Evidence Of Obstruction Piling Up As Trump Privately Urged GOP Leaders To End Russia Probe

Evidence of Donald Trump’s clear obstruction of justice regarding the Russia inquiry continued to pile up on Thursday as a new report from The New York Times revealed that the president “repeatedly urged senior Senate Republicans, including the chairman of the Senate Intelligence Committee, to end the panel’s investigation into Russia’s interference in the 2016 election.”

The Times called Trump’s efforts to end the investigation over the summer “highly unusual intervention from a president into a legislative inquiry involving his family and close aides.”

More from the report:

Senator Richard Burr of North Carolina, the intelligence committee chairman, said in an interview this week that Mr.

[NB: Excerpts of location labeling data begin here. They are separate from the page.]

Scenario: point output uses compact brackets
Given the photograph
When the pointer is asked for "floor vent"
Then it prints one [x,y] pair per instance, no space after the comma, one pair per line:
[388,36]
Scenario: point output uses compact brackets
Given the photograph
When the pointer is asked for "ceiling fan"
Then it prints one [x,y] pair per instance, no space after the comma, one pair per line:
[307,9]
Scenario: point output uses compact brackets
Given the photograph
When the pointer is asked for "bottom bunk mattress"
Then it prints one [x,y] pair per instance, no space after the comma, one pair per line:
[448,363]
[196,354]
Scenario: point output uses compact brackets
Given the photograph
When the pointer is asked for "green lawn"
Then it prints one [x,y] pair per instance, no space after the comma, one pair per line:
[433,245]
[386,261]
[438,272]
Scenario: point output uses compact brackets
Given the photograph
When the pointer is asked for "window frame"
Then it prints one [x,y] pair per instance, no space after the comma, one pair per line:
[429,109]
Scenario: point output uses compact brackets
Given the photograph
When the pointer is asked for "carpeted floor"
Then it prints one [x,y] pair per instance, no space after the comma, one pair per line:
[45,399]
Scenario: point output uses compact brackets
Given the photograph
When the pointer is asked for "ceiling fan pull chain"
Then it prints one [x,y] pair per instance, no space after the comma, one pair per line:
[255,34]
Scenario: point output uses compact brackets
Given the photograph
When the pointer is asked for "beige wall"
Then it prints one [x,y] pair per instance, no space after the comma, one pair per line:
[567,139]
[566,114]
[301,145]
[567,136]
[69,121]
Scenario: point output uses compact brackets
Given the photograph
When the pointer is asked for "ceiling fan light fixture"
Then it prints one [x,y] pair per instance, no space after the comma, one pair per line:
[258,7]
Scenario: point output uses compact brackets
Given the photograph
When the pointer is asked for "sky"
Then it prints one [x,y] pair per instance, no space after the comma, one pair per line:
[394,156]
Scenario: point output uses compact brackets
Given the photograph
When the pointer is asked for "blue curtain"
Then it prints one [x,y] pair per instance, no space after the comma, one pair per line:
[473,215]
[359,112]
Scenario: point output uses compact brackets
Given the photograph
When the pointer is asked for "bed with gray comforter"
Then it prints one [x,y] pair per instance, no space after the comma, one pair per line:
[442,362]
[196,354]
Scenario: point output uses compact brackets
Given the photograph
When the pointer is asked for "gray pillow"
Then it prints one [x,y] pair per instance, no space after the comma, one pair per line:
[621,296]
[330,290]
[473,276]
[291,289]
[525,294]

Trump told him that he was eager to see an investigation that has overshadowed much of the first year of his presidency come to an end.


“It was something along the lines of, ‘I hope you can conclude this as quickly as possible,’” Mr. Burr said. He said he replied to Mr. Trump that “when we have exhausted everybody we need to talk to, we will finish.”


In addition, according to lawmakers and aides, Mr. Trump told Senator Mitch McConnell of Kentucky, the Republican leader, and Senator Roy Blunt, Republican of Missouri and a member of the intelligence committee, to end the investigation swiftly.

Once again, Trump is proving that he has no regard for the separation of powers or the rule of law. His efforts to thwart an investigation into his campaign’s ties to Russia only raise more questions about what he has to hide.

As Democratic Sen. Dianne Feinstein said this week, according to the same New York Times report, “It is pressure that should never be brought to bear by an official when the legislative branch is in the process of an investigation.”

Of course, the White House tried their best to spin the new report, saying that Trump “at no point has attempted to apply undue influence on committee members.”

But time after time, whether it was through his firing of former FBI Director James Comey or his public attacks on special counsel Robert Mueller’s investigation, Trump has shown that he has no problem trying to put pressure on those looking into his ties to Russia.

At the end of the day, it may not even matter whether there was coordination between Trump’s presidential campaign and the Russian government during last year’s election, though the evidence clearly suggests there was.

Instead, Trump is doing his best to hand Robert Mueller and congressional investigators an open-and-shut obstruction of justice case against him.